Fresh rise of the dollar on growing signals that interest rates would remain elevated for some time, prompted investors out of riskier assets and pushed the pair’s price above 150, after the price was capped here for the most of October, on persisting fears that break higher would trigger intervention of Japan’s authorities.

However, dollar’s strong bullish bias persists on prospects of higher for longer interest rates, causing possibility of intervention to fade, as the action, in current circumstances, likely won’t provide desired results.

Therefore, the pair may extend advance (weekly close above 150 is required to confirm positive signal) and challenge Fibo expansion levels at 150.82 (123.6%), 151.23 (138.2%) and key barrier at 151.94 (Oct 2022 multi-decade peak / near FE 161.8%).

Broken 150 barrier is reinforced by 10DMA and reverted to solid support which should ideally contain and guard lower pivot at 149.00 (daily Kijun-sen), loss of which would put bulls on hold and signal a false break higher.

Res: 150.77; 151.23; 151.56; 151.94.
Sup: 150.00; 149.49; 149.00; 148.77.

Crypto Market Pretends to be a Safe Haven

Market picture

The crypto market is holding its total capitalisation above $1.27 trillion despite a frightening sell-off in equities overnight.
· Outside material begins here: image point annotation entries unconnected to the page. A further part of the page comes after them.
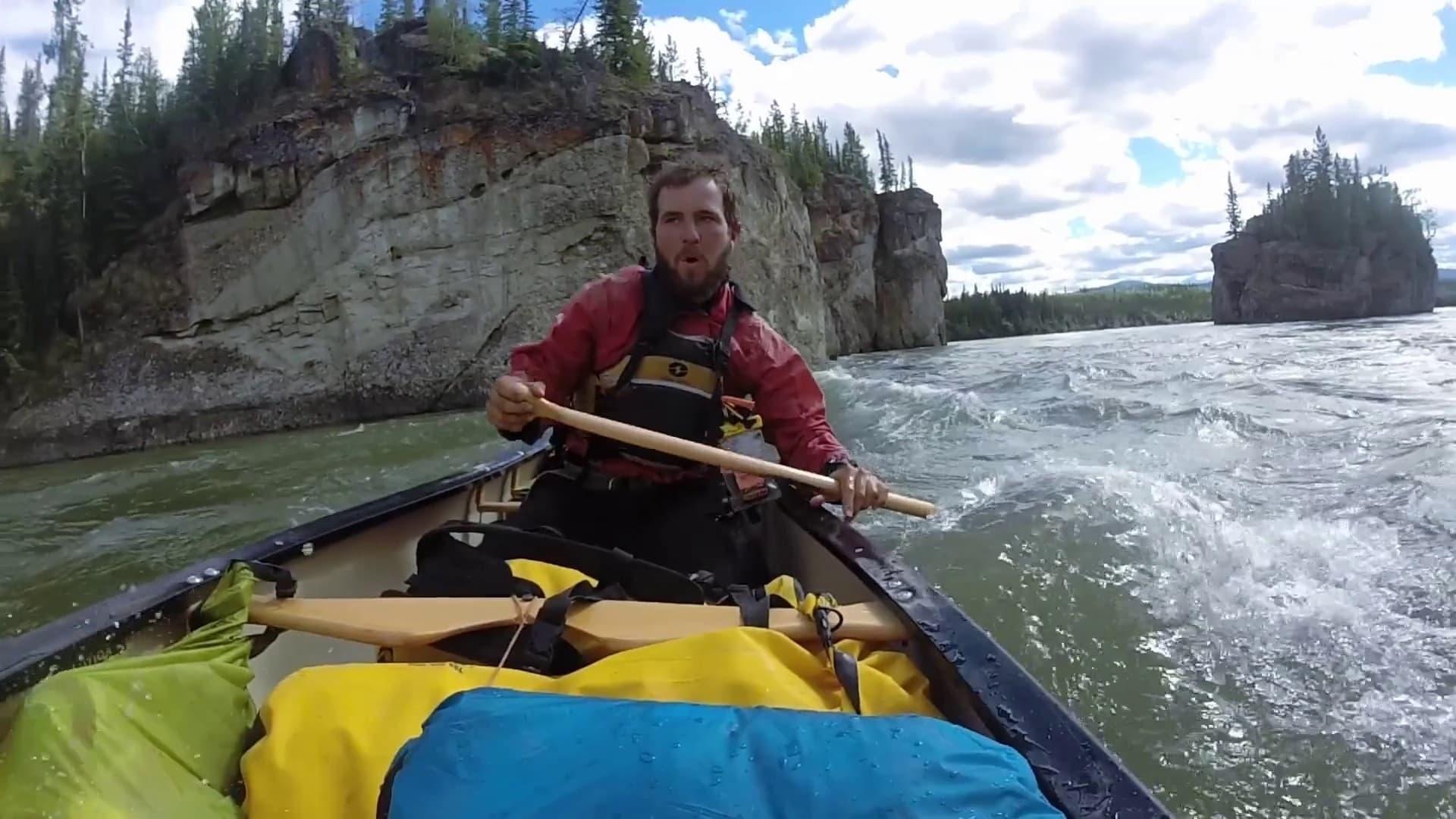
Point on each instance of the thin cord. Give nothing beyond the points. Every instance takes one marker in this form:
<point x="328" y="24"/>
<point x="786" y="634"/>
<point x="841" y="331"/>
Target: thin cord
<point x="520" y="627"/>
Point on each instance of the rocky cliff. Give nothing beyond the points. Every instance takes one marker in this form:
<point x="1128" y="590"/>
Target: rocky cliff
<point x="884" y="271"/>
<point x="910" y="271"/>
<point x="1272" y="280"/>
<point x="376" y="249"/>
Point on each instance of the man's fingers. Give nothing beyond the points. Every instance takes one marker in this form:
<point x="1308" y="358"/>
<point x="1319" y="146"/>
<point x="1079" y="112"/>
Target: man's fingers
<point x="517" y="407"/>
<point x="881" y="493"/>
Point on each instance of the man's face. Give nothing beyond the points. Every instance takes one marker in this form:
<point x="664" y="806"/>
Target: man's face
<point x="693" y="238"/>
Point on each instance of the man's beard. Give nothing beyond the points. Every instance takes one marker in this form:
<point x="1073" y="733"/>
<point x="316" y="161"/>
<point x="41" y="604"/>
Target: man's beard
<point x="698" y="293"/>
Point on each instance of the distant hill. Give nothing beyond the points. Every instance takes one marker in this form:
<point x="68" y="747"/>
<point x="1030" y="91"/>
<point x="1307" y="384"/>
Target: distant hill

Bitcoin and other major altcoins are once again attempting to play the role of safe haven.

There is also possible speculation that market turbulence in the week leading up to the FOMC meeting will force the regulator to soften its tone significantly, which is positive for crypto unaffected by the falling revenues from Google’s cloud business or similar stories.

On Wednesday, Bitcoin failed to break above $35K again. Still, we note a series of higher lows that brought the price closer to the upper bound of the consolidation range since Tuesday. We believe that BTCUSD remains in low-density territory, with key resistance levels of $38K or even $48K. However, reaching the upper boundary in the coming weeks won’t be easy.

Background news

The former head of BitMEX, Arthur Hayes, saw prospects for Bitcoin in “wartime”. According to him, if US government bonds do not provide safety for investors, then Bitcoin and gold will rise due to real fears of global inflation in times of war.

Bitcoin has entered a new period of turbulence, but it could end with either a rise or fall, according to Bitfinex. The current rally will last until April 2024, according to AltTab Capital.

Galaxy Digital estimates that within a year of the launch of spot bitcoin ETFs, total inflows into such funds will reach $14.4 billion. This should lead to a 74% increase in the BTC exchange rate to $59,000.

The Binance exchange asked the court to dismiss the US Commodity Futures Trading Commission’s (CFTC) lawsuit, saying the regulator was overstepping its duties and powers. “Congress did not designate the CFTC to be the world’s derivatives police,” Binance said in its appeal.

According to CoinDesk, payments giant Mastercard is considering a partnership with cryptocurrency wallets Ledger and Metamask. A payment card will help cryptocurrency wallet operators increase the number of active users.